Vortex by Catherine Coulter
6
Olivia
32 Willard Avenue
McLean, Virginia
Monday evening
Olivia was bone-tired. She’d been released from Walter Reed a week before and still, she felt drained so quickly. She wouldn’t be cleared to go back to work until the headaches from her concussion stopped. At least she wasn’t still in the hospital. Tonight, she and Andi Creamer had shared pizza at Benny’s Pies, close enough to Olivia’s house to be an easy drive for her. Andi, with her spiked black hair and hazel eyes, was as tough as her field boots. She was also one of the smartest operatives Olivia had ever worked with, decisive and hard to beat hand to hand. You wanted her to have your back. They’d been good friends since they’d trained at the CIA Farm together five years before. They spoke of Tim Higgs, who’d been wounded in the leg during the Iran mission and was in Maine visiting his parents. They spoke of Hashem Jahandar, the Iranian undercover operative who’d died, and toasted him. His name would soon grace the Wall of Stars at Langley. And they wondered how it was possible Iranian military knew where they’d be. They didn’t have to say it out loud; they knew they were lucky they wouldn’t have their own stars on the wall next to his.
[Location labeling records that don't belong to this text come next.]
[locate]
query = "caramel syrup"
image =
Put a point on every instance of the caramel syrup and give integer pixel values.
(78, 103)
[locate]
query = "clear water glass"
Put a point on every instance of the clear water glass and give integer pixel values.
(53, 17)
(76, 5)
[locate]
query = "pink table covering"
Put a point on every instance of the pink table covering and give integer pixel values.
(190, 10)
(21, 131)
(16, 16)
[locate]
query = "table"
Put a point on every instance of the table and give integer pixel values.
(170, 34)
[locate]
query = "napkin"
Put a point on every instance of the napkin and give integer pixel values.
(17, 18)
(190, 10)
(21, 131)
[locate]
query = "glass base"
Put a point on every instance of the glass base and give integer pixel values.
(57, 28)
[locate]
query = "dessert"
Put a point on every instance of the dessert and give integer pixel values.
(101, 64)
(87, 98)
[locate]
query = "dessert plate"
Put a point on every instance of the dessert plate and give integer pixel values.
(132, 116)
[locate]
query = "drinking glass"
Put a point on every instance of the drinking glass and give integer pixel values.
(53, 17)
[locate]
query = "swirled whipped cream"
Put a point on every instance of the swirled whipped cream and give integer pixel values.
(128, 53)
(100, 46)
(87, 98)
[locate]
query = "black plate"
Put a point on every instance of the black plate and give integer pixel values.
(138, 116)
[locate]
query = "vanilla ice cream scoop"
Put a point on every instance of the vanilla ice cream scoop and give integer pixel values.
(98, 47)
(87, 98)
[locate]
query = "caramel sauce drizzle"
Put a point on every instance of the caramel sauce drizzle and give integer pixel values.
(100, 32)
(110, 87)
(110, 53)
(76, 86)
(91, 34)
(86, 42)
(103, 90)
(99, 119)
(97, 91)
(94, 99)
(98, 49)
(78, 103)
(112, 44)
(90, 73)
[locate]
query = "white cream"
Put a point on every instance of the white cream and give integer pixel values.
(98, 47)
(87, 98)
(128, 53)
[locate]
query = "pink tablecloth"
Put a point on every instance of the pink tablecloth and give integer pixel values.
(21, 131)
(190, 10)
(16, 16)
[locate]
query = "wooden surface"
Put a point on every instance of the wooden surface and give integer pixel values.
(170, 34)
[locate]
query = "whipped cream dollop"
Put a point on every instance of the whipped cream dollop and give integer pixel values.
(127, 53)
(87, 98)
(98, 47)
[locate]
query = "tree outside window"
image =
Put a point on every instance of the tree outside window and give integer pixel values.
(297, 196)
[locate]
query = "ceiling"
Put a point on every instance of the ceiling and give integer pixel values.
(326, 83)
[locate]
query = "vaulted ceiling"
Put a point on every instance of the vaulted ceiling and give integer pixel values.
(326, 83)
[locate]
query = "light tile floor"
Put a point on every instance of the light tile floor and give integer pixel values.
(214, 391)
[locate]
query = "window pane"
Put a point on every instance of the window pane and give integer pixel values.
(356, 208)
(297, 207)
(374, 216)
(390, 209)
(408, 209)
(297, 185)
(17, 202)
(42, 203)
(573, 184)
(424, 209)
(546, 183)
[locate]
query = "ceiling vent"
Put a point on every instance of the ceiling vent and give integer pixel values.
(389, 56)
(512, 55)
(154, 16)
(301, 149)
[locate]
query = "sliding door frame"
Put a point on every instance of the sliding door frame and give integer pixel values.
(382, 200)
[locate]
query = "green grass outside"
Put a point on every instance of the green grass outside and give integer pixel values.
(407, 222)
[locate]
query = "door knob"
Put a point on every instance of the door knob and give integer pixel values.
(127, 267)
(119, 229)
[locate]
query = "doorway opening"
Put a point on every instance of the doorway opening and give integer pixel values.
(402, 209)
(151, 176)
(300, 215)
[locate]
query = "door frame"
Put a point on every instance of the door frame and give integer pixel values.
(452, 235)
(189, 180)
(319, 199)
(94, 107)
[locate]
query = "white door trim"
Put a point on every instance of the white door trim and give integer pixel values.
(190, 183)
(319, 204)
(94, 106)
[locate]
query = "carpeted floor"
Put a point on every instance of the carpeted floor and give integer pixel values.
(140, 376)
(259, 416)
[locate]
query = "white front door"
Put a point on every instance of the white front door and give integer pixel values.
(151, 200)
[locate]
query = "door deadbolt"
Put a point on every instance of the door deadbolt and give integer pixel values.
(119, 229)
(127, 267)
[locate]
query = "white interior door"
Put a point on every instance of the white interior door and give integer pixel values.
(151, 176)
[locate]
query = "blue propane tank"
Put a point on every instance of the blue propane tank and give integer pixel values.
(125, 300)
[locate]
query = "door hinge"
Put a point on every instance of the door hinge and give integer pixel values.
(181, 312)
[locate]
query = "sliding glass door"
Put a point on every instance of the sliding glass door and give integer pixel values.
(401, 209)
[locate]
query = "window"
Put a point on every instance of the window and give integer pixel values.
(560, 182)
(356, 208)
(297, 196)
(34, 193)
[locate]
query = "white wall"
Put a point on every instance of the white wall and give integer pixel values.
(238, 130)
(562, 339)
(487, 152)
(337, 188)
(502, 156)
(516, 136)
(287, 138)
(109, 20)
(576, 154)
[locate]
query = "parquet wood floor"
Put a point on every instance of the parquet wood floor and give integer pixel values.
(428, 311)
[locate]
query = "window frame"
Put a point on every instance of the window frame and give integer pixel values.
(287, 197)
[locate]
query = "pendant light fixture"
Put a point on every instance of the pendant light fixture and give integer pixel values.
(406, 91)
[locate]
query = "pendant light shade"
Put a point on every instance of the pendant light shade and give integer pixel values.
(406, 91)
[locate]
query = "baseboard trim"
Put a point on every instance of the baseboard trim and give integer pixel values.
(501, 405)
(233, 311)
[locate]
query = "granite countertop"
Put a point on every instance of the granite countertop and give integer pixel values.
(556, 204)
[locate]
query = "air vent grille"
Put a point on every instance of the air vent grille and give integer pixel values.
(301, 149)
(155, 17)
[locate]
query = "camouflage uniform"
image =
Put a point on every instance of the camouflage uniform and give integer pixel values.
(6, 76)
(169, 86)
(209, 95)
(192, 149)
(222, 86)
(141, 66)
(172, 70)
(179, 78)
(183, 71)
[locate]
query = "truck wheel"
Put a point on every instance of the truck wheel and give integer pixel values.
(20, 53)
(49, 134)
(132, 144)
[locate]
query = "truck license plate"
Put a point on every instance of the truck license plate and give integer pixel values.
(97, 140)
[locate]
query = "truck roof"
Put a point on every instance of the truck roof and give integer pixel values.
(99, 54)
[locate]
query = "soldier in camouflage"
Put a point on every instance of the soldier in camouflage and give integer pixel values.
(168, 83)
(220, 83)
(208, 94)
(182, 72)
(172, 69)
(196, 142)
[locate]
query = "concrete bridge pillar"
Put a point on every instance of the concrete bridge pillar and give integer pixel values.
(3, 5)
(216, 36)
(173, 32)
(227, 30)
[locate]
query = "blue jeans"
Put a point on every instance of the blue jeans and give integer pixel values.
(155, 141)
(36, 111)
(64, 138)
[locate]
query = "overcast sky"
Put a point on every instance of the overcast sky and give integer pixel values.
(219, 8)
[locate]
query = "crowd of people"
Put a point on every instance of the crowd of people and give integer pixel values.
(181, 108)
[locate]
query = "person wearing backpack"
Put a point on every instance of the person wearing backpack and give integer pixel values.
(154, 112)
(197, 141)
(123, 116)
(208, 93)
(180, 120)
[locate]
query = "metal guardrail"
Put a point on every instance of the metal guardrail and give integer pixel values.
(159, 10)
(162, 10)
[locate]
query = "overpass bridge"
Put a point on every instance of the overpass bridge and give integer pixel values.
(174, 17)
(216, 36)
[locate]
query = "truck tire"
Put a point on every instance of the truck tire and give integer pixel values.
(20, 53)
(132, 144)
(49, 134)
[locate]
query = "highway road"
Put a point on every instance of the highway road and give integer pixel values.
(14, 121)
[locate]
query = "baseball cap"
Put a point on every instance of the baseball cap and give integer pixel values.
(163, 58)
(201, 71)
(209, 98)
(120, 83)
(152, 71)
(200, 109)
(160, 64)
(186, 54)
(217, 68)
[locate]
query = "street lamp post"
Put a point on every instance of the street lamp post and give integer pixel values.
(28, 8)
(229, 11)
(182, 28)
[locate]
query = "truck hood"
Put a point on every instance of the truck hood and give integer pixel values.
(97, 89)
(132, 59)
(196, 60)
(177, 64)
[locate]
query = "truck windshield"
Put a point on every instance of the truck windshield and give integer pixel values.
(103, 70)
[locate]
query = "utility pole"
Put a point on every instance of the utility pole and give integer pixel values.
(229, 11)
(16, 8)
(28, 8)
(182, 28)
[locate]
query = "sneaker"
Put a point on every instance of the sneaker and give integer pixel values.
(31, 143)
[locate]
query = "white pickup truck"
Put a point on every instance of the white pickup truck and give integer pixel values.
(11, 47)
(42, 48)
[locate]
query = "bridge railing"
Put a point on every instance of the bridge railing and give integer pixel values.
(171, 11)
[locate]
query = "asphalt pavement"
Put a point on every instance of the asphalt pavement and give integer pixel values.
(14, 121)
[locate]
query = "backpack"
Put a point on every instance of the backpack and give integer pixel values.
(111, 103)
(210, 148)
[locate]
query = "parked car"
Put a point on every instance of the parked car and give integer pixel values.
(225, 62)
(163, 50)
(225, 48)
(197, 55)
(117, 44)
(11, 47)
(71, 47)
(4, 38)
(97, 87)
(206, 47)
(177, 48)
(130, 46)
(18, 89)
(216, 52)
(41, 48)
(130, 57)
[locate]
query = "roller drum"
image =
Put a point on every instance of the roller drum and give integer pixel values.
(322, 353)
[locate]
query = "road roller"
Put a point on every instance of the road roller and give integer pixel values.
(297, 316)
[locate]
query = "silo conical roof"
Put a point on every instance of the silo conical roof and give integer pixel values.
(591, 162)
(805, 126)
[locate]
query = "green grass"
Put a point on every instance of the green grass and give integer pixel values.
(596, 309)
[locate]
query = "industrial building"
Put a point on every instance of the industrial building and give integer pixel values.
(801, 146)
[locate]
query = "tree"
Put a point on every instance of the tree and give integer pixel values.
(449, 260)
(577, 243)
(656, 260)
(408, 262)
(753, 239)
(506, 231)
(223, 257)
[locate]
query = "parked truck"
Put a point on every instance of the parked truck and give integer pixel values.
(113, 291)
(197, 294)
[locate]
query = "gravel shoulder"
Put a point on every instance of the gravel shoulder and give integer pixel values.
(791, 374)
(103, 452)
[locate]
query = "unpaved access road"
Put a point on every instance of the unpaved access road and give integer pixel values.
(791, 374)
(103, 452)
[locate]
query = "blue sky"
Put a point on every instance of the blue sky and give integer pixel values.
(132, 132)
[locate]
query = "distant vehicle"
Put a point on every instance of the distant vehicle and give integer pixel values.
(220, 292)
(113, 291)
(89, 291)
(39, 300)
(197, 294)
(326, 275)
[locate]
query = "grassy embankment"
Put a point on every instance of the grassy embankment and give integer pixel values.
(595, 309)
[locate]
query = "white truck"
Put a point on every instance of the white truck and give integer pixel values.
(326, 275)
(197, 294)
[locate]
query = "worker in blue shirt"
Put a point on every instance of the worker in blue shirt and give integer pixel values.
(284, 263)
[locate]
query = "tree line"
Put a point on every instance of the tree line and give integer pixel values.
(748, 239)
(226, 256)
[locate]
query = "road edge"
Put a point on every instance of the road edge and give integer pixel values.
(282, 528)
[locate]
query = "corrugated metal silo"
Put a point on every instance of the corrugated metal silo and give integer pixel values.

Of course they spoke of Mike, where he might be, why he hadn’t reported in to Langley to debrief with Mr. Grace, and what had happened to him. Olivia knew something had happened and it scared her to her toes. She wished she could have flown back to the States with him—as least she’d have been close by—but they had wanted to keep her in Balad for another couple of days before flying her back to Walter Reed Hospital. And he’d simply disappeared. Langley’s greatest concern, it seemed to Olivia, wasn’t for Mike’s safety, but for the missing flash drive Hashem had pressed into his hand before he died. Oh yes, Langley was trying to find him, as were all his friends, but they wanted the flash drive first and foremost. Olivia herself had called his cell dozens of times, pestered Mr. Grace with questions, but he told her she was on leave for a reason, to rest and not to worry. They would find Mike Kingman. But she was scared for him, and angry because she’d heard there were suspicions about Mike at Langley. Were they idiots? Mike would never do anything to hurt the agency or the United States. She was frustrated and hated her body for holding her back, and all she could do was worry and be afraid for him. It all hovered over her like a black cloud.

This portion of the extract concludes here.